Le deuxième vice-président du sénat, pilier majeur de la majorité présidentielle, a préféré quitter le sénat sous la pression d’une pétition de déchéance initiée par le sénateur Danny Kabongo, après des reserves qu’il a officiellement émises sur le changement éventuel de la constitution de 2006, comme le cogite l’USN, avec dans le viseur un troisième mandat pour Fatshi.
Cette position publique assimilée à une fronde, a provoqué une volée de bois vert contre lui, de la part de sa famille politique. Le bureau du sénat a renié sa position dans un communiqué officiel du 06 mars.
Des excuses publiques exprimées quelques temps plus tard et la réaffirmation de sa loyauté au président de la république n’ont rien infléchi.

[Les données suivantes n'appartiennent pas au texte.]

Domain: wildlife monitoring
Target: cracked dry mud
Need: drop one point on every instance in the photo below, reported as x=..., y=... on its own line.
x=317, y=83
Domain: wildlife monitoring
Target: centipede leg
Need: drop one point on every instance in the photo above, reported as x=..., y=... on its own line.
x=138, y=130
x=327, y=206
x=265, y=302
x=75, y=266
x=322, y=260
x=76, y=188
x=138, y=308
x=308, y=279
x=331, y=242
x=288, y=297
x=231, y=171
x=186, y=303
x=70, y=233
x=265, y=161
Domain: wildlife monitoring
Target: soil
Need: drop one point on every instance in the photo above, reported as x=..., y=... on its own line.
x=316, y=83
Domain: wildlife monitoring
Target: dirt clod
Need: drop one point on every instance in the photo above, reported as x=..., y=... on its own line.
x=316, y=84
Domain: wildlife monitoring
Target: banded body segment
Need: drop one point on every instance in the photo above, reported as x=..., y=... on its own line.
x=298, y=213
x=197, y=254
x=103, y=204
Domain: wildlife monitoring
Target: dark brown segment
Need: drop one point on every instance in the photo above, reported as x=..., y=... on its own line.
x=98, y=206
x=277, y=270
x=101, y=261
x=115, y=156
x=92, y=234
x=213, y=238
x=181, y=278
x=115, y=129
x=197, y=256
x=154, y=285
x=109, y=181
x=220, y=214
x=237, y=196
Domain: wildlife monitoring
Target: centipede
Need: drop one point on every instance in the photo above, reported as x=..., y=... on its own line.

Le « mal » était fait.
La pétition qui a recueilli 80 signatures, a été déposé le 16 mars au bureau du sénat. Sous la pression du verdict d’une commission mise en place pour le destituer, Bahati Lukwebo a pris les devants en démissionnant pour échapper à une déchéance programmée et humiliante, et aussi préserver son image politique.

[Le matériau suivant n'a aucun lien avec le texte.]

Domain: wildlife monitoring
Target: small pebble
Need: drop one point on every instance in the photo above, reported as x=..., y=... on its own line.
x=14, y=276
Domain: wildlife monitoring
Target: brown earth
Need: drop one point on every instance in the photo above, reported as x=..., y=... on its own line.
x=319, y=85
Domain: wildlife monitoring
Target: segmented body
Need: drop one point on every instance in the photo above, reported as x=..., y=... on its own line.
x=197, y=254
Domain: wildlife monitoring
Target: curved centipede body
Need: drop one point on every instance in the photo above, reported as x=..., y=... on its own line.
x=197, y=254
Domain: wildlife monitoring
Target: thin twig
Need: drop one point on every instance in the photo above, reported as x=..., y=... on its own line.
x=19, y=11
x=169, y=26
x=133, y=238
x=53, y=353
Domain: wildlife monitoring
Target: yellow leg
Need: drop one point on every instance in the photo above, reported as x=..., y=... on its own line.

On ne peut à ce stade s’empêcher de faire un rapprochement avec l’amère expérience de la démission de Vital Kamhere, l’ancien président de l’assemblée nationale en septembre 2025. Il jeta le tablier, menacé également par une pétition de déchéance, après être fragilisé par des vives tensions internes au sein de l’USN. Il quitta volontairement le perchoir de l’assemblée à la place d’une éviction forcée et dégradante.
La majorité présidentielle serait-elle devenue un vivier de la pensée unique à telle enseigne que la moindre contradiction ferait office de crime impardonnable. Les courants de pensée politique n’ayant pas de place en son sein. « Aucune place au débat. Vous vous alignez ou vous dégagez » comme l’a relevé un membre de la plateforme qui a requis l’anonymat.
L’Union Sacrée etant un meltiing pot d’idéologie politique allant d’un extrême à l’autre, difficile de tenir tout le monde en laisse et tout le temps.
Au regard de tout cela, rien de rassurant n’émerge, quant à l’avenir de cette union de circonstance.